Cuetzalan is located in the Sierra Norte region. The climate is warm and humid due to the elevation of 900–1000 meters and proximity to the Gulf of Mexico. The town itself is characterized by sloping cobbled streets and numerous rustic buildings. It serves as the municipal seat for the surrounding municipality of Cuetzalan del Progreso.

Cuetzalan was named a "Pueblo Mágico" in 2002.

The town center is composed largely of handicraft markets as well as numerous stalls selling every-day necessities. As a tourist attraction, the town also has a few bars, restaurants and nightclubs. Getting to Cuetzalán from Puebla takes around four hours. The best route is by getting a coach from central bus depot in Puebla.

The BUAP has a Regional Section here.

==Waterfalls==

One of the main attractions of the town is La Cascada de las Brisas, a waterfall located within the jungle surrounding the town. There are some open back jeeps that can be taken to the end of the road, where a trail begins through the jungle to the pool at the bottom of the waterfall.

There are countless other waterfalls in the jungle and coffee plantations surrounding the town. Many can be seen by taking the walking paths east, all the way to Papantla, in the State of Veracruz, (a long two- to three-day hike). Upon crossing the river which marks the state boundary of Veracruz and Puebla, the culture and language changes to Totonac.

==Caves==

The town also features a large network of caves. In 2004 a group of British cavers became trapped in the caves and were stuck for several days. Upon being rescued it transpired that some of them were military personnel. Since the Mexican government had not been informed of the presence of foreign military personnel (although the Mexican military had), they were expelled, causing brief diplomatic friction between the two countries.

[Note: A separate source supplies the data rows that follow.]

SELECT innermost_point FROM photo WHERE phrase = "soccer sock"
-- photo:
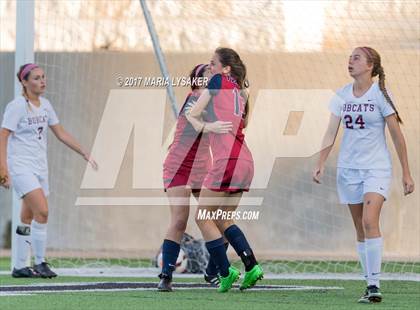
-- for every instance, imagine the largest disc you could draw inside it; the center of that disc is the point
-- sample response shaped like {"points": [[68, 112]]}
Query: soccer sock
{"points": [[361, 250], [23, 242], [217, 252], [212, 269], [237, 239], [39, 241], [373, 260], [170, 252]]}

These caves are potentially very dangerous, and the only reason the 2004 expedition did not suffer the loss of six lives during the flood is that the team was composed of experienced cavers who were well prepared and knew the cave systems intimately, some of them having been involved in exploration in Cuetzalan for 15 years.

==Media==
XECTZ-AM, a government-run indigenous community radio station that broadcasts in Nahuatl and Totonac, is based in Cuetzalan.